Texto de Marco Fialho

Desde que a discussão sobre gênero tomou grandes proporções e ataques pela extrema direita no Brasil, o tema ganhou maior atenção e cuidado. "20.000 Espécies de Abelhas" contribui e muito para esta conversa que precisamos ter sobre gênero no Brasil e no mundo. 

O filme, dirigido por Estibaliz U. Solaguren, retrata dias fundamentais de Lucia, uma menina de 8 anos que nasceu em um corpo masculino e enfrentará a tudo e a todos para reafirmar este fato. Em um momento do filme, Lucia pergunta se teria algum jeito dela morrer e renascer novamente como menina. Essa pergunta é fundamental por tornar irrevogável os sentimentos de Lucia. Nada a fará voltar nesse sentido e quando ela coloca isso frontalmente, estamos a discutir o amor próprio e o direito de cada um se ver como o seu coração é, e não como outros o queiram determinar.

Um dos pontos mais nevrálgicos de "20.000 Espécies de Abelhas" é o da aceitação social, isto é, o que as pessoas de seu convívio acharão se uma pessoa que nasceu com o sexo masculino quiser colocar um vestido, pintar as unhas ou usar cabelo comprido? Não casualmente, será numa festa de batizado que o gênero Aitor/Lucia virará uma questão. Ir de vestido causará um mal-estar no coletivo? O que seria de foro íntimo torna-se algo pertencente a um grupo, e é justamente o indivíduo o mais penalizado e reprimido. Com a chegada do pai é deflagrada a discussão com a mãe sobre erros de educação, o lugar mais comum de todos. 

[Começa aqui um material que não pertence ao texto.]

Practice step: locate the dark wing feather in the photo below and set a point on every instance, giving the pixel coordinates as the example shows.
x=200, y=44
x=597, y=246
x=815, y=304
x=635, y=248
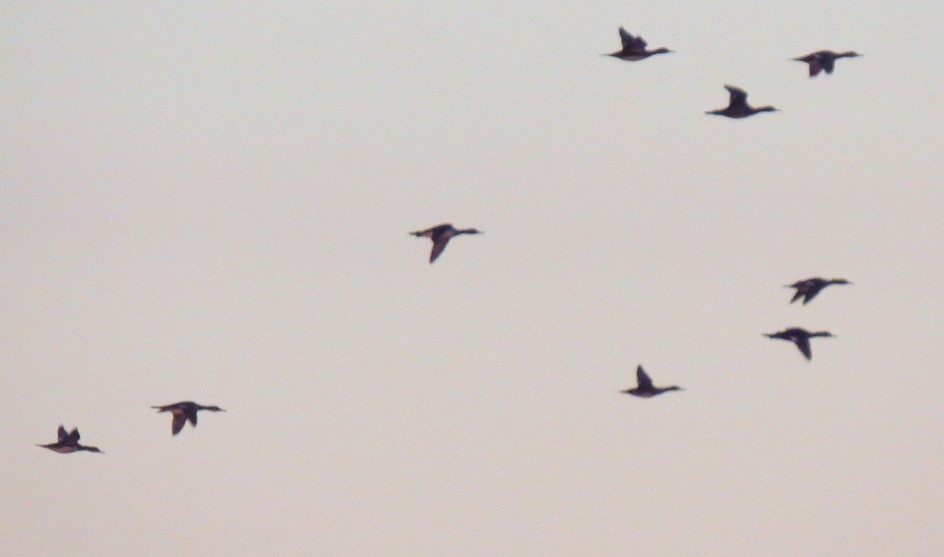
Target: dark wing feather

"20.000 Espécies de Abelhas" tem um roteiro que toca o dedo no ponto exato da ferida social, o do momento em que a pessoa percebe em qual gênero ela sente pertencimento e plenitude. É muito importante se jogar luz sobre a discussão em nossa sociedade tão conservadora sobre o ser feminino e masculino, o que representa cada um dos gêneros ou até mesmo a ausência deles. Me lembrou o estardalhaço de quando o compositor Gilberto Gil lançou, no final dos anos 1970, a música "Super-Homem, a canção", em que questionou a masculinidade tóxica e o quanto carregamos em nós tanto o feminino quanto o masculino. No filme, quando Lucia pergunta ao velho Esteban pelas sereias, a vó retruca, mas ele afirma que "as sereias pertencem à imaginação. A fantasia também pertence à realidade", e logo a seguir vem uma segunda dúvida sobre o significado da palavra fé, e o mesmo ancião responde a ela: "a fé é acreditar em algo que tem aqui dentro do coração... uma crença é aquilo que você acredita plenamente". Cenas como esta, aparentemente aleatórias, poderiam estar mais presentes e dariam uma amplidão maior à discussão que o filme traz.    

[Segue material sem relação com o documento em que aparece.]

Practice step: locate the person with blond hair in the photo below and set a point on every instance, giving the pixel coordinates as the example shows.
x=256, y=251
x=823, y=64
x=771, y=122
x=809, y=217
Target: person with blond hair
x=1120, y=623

Mas há algo em "20.000 Espécies de Abelhas" que gera uma sensação de que o filme poderia ir mais longe. Será que a escolha de uma menina para o papel de Lucia retirou alguma dose mais forte que a história poderia dar? Por que não foi escolhido um menino na mesma posição de Aitor, que pudesse passar um maior envolvimento com o tema? Em algumas cenas, senti que a atriz Sofía Otero não consegue atingir a plenitude espiritual da personagem, não alcança uma dor verdadeira de todos a verem como menino enquanto o seu sentimento é feminino. Tem momentos em que Sofía Otero parece flutuar por cima desses sentimentos enquanto deveria senti-los no fundo da alma. A impressão é de que nas cenas mais objetivas ela consegue dar conta, porém, nas mais intimistas, ela não atinge emocionalmente o máximo.            

Ainda que "20.000 Espécies de Abelhas" se perca em alguns momentos, por se dividir muito entre a história da mãe e da filha, o que faz dispersar um pouco a atenção do principal e alongar o filme por demais, não tem como deixar de ressaltar os momentos encantadores com Lucia que a diretora imprime em diversos momentos, normalmente os mais banais, seja com a tia-avó, no rio ou com as abelhas. Os maiores acertos se dão quando a câmera de Estibaliz se põe a serviço dos olhos de Lucia, para restabelecer a beleza que às vezes insiste em tentar se esquivar. A ideia de que podemos ser o que somos é o maior trunfo do filme e que cabe aos outros apenas aceitar. Quando Lucia está perdida, como a chamar, como Aitor ou como Lucia? Essa é a questão maior que o filme traz: a de que merecemos ser o que somos. Dito assim, parece ser uma tarefa simples, mais socialmente sabemos que não é.